16. Jermias Kayame (48 Tahun, Kepala Kampung Awabutu), dirawat di RSUD Paniai
di Madi.
17. Selpi Dogopia (34 Tahun), dirawat di RSUD Paniai di Madi.
Pernyataan Sikap:
Peristiwa Papua berdarah berawal dari 19 Desember 1961 saat Operasi
Trikora. Dimana, telah melakukan pembunuhan, penyiksaan, pemerkosaan kepada
rakyat Papua Barat yang pro-kemerdekaan Papua Barat.
Peristiwa, tragedi atau gejolak Papua terus berlanjut hingga 1 Mei 1963
saat penyerahan administrasi Papua Barat kepada Indonesia melalui Badan
Perwakilan PBB, UNTEA. Sejak itulah operasi demi operasi militer guna
mensituasikan Papua sebagai Daerah Operasi Militer (DOM) telah melakukan
genosida, pelanggaran HAM berat kepada orang asli Papua.

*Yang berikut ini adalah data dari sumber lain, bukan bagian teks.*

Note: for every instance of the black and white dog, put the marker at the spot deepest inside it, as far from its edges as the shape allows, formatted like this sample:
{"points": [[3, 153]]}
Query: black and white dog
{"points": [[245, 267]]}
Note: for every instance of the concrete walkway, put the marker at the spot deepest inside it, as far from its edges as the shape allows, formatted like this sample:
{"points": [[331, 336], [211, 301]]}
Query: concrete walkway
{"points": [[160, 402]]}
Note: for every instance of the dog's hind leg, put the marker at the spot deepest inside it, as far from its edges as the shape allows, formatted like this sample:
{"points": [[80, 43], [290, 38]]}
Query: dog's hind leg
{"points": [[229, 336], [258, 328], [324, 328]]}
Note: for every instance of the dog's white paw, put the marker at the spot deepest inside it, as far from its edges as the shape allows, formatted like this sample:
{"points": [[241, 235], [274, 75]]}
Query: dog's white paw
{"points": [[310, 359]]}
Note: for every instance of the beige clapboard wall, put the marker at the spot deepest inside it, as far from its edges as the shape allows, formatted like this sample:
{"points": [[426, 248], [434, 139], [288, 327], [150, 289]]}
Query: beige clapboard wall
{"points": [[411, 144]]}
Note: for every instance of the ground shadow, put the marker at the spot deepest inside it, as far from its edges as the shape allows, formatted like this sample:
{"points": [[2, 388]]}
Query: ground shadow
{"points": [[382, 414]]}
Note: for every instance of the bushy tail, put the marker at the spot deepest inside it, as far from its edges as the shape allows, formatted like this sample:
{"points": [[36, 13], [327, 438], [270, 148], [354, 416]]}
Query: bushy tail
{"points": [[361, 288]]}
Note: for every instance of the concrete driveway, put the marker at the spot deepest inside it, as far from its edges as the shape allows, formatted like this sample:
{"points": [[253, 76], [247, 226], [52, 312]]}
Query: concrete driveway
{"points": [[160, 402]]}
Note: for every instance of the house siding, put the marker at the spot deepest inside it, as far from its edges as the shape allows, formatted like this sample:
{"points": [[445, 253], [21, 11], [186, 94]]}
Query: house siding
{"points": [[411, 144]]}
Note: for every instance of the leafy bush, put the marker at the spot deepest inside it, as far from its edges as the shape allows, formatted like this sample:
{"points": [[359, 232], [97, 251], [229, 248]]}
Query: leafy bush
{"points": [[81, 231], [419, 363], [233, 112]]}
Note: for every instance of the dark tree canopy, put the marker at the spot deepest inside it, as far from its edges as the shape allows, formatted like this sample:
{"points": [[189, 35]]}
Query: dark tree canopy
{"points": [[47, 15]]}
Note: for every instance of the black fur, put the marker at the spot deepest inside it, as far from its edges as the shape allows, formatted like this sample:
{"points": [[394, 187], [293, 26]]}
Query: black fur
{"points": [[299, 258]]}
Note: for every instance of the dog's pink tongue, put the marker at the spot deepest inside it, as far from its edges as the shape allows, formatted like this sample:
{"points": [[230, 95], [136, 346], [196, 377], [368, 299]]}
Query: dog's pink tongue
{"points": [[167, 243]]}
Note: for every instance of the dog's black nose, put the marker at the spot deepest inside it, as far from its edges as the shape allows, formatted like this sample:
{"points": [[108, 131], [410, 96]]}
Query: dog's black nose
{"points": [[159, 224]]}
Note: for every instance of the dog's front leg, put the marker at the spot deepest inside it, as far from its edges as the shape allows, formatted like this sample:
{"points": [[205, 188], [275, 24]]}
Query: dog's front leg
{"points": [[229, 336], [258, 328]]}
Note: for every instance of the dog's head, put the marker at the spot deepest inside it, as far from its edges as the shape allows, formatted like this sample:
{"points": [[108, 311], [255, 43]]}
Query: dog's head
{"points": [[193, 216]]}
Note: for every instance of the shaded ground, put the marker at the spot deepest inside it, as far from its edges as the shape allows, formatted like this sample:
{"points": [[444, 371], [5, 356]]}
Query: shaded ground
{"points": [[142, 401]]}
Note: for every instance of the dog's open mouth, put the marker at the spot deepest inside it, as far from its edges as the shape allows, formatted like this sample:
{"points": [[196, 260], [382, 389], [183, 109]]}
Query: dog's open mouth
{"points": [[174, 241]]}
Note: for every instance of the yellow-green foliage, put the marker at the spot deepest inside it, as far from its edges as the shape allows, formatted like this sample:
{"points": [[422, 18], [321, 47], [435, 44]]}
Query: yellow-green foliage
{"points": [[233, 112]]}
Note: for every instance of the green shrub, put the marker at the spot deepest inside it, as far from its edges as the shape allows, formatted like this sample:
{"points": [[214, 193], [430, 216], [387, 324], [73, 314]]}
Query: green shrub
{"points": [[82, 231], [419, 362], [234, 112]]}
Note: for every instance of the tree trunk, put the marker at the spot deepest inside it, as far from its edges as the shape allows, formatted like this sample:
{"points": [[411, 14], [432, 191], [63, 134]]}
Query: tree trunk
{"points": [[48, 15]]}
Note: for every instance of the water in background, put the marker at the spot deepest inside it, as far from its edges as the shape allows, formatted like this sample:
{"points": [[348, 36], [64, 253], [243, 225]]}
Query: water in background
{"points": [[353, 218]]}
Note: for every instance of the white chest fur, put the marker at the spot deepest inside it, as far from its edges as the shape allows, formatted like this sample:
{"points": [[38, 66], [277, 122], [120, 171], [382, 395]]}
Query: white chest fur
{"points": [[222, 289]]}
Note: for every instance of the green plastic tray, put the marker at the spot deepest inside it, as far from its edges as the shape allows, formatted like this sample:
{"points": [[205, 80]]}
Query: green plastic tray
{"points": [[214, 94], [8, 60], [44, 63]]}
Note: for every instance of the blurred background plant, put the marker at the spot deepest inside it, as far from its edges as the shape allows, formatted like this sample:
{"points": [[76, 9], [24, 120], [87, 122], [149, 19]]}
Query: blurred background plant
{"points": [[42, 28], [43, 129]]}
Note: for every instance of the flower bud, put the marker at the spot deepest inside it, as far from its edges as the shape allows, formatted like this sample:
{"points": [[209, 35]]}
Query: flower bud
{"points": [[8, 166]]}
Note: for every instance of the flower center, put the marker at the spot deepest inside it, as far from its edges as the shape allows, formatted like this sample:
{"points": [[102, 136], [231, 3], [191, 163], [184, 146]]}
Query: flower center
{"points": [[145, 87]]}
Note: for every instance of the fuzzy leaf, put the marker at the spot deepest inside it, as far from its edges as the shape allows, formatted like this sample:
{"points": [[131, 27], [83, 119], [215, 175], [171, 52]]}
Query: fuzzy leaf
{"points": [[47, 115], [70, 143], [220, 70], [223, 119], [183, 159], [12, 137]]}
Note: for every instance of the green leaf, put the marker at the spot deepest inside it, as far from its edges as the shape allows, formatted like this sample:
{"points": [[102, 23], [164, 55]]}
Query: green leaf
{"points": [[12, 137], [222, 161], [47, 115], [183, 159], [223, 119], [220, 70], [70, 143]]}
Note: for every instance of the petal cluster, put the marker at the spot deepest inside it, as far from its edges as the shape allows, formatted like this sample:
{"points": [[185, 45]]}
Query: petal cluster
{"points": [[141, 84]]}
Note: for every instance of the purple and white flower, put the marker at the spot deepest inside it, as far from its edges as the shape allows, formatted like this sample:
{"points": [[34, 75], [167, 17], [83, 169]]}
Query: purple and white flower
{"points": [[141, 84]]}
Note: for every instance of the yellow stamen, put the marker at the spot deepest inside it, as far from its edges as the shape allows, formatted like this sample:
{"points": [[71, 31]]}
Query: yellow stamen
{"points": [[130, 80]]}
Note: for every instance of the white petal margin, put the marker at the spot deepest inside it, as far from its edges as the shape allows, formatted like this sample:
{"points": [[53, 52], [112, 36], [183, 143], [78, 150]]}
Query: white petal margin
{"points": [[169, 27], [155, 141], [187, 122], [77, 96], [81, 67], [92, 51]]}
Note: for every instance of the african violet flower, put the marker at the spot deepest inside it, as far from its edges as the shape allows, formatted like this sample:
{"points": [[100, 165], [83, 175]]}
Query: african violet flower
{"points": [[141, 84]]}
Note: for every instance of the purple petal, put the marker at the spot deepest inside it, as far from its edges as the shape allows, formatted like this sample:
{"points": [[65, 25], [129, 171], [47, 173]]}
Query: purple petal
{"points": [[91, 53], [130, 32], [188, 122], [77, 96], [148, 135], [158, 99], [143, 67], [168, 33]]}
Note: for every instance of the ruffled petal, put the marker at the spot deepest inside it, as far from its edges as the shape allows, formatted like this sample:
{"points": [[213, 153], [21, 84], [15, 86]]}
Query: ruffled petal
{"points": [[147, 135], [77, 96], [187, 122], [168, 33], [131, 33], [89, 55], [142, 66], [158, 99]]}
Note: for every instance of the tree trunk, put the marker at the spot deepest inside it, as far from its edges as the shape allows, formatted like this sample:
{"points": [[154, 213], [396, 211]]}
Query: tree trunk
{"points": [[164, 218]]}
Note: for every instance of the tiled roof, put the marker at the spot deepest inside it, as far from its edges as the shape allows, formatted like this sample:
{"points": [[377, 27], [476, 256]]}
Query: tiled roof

Hingga hari ini terus terjadi. Terbukti dengan situasi yang dibuat, dipicu
oleh Militer Indonesia.
Dua bulan terakhir ini tercatat bahwa tiga orang warga sipil di Dogiyai
yang ditembak di kaki hingga mengalami lumpuh. 10 orang aktivis dipenjarakan di
Polres Nabire hanya karena menyuarakan kebenaran dan dikenakan Pasal 160, 106,
dan 55 secara sepihak tanpa ada koordinasi seimbang dari korban. Hal yang sama,
enam orang aktivis di Kaimana ditahan, yang sebelumnya sekertariat KNPB
digrebek oleh Polisi Indonesia. Rumah warga sipil dibakar, beberapa warga sipil
ditahan, hanya karena tidak mampu mengejar TPNPB (Tentara Pembebasan Nasional
Papua Barat). Tragedi Paniai Berdarah, seperti pada materi di atas. Dan delapan
orang aktivis ditahan tanpa alasan di Dok VIII, Jayapura, pada tanggal 9 Desember
2014 waktu sore Papua.
Dengan demikian, kami Aliansi Mahasiswa Papua Komite Pusat
menuntut:
1. Rezim
Jokowi-JK HARUS bertanggungjawab atas tindakan pelanggaran HAM Berat oleh
TNI/POLRI di Tanah Papua, khususnya di Kabupaten Paniai yang telah menembak mati 6 warga sipil dan 17 belas luka-luka.
2. Tarik
Militer Organik dan Non-organik dari seluruh Tanah Papua. Karena, ada sebagai pelaku Pelanggaran HAM di Tanah Papua.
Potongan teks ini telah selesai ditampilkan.